There's also 2D rope for ViT, but I don't know how it works exactly.

smus•9mo ago
Convolutional neural networks are pretty big
nialse•9mo ago
Limited intuitive interpretability of phase likely restricts the broader use of discrete Fourier transforms in machine learning. Frequency, time, and amplitude are tangible and intuitive concepts, whereas phase often feels awkward and less accessible.
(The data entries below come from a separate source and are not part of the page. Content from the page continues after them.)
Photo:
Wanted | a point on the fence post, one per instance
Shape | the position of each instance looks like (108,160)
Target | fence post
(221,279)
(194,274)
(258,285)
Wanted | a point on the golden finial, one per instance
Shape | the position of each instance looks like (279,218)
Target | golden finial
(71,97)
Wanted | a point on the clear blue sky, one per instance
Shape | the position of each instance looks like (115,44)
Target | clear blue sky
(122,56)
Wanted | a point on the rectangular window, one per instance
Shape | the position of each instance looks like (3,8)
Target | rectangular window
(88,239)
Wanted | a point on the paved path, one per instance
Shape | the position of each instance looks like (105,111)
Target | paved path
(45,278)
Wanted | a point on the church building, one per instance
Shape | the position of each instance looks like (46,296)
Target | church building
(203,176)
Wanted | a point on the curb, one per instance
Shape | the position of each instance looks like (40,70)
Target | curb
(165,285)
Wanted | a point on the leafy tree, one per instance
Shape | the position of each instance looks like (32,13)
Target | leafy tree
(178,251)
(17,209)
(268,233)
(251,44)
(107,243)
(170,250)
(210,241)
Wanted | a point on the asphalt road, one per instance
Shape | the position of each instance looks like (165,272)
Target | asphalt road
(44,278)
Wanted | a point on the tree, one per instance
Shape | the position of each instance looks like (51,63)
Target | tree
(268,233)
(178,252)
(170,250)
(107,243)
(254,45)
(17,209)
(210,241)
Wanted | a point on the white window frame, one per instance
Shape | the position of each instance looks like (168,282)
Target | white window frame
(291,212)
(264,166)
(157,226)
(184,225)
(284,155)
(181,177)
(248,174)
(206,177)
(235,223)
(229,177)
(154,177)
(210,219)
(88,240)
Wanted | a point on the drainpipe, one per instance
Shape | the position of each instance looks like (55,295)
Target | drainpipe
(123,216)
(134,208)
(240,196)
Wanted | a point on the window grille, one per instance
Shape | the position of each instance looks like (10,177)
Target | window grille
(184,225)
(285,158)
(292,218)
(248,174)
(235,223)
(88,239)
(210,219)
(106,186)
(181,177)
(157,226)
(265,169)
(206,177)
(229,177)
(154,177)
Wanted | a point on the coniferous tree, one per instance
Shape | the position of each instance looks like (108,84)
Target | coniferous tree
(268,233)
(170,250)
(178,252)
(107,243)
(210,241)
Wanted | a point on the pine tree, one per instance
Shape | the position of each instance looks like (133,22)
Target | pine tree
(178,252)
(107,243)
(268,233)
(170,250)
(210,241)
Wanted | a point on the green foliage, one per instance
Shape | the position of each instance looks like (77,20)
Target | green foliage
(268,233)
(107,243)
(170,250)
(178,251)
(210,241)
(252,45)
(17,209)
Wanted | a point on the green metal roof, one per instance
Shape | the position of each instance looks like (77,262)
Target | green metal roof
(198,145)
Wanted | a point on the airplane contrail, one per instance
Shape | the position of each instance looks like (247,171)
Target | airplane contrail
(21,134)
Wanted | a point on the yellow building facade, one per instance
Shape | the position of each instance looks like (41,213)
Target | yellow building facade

Using a power spectrum is common practice, but it comes at the cost of losing precision.
doctorpangloss•9mo ago
Autoencoders are catching up. Next: luminosity separated from color and UCS.
gitroom•9mo ago
Been messing with this stuff too so I get the struggle. Cool results but man, waiting on code drops always drives me nuts.
nullc•9mo ago
Might be useful to use gabor filters as the basis function, since just 2d cosine filters doesn't produce particularly sparse output for angled features. The additional overcompleteness would probably be helpful for the NN learning.
EMIRELADERO•9mo ago
A fun little bit of trivia: Mammalian brains implement Gabor filters in the primary visual cortex (V1), as the first step of the visual processing pipeline.
PaulRobinson•9mo ago
Wait, all my eye-rolling at the TV/film trope of "Computer, Enhance!" de-blurring is now redundant, and that stuff is real?!

This looks incredibly impressive as a result, but I'm wary of the use of metrics like FID to evaluate performance. I can take a high-res image, downsample it, then use the method and measure performance very easily: what percentage of pixels were correctly restored? Instead they're using metrics like FID which - while useful for purely generative techniques - seem a little vague for this purpose.

ted_dunning•9mo ago
Notice the 4x super resolution example they gave for some text. The result is completely illegible even though it looks kind of like text.
maxbond•9mo ago
The data processing inequality holds regardless of how many layers are in your neural net (processing data does not increase it's information content). You can impute missing data, and with something very regular text it could work pretty well, but that way lies hallucination.
syockit•9mo ago
I don't know why but I get this uncanny feeling when looking at the restored images. Maybe it's because I know it is restored, I wonder if I'd feel the same way if I find it in the wilds.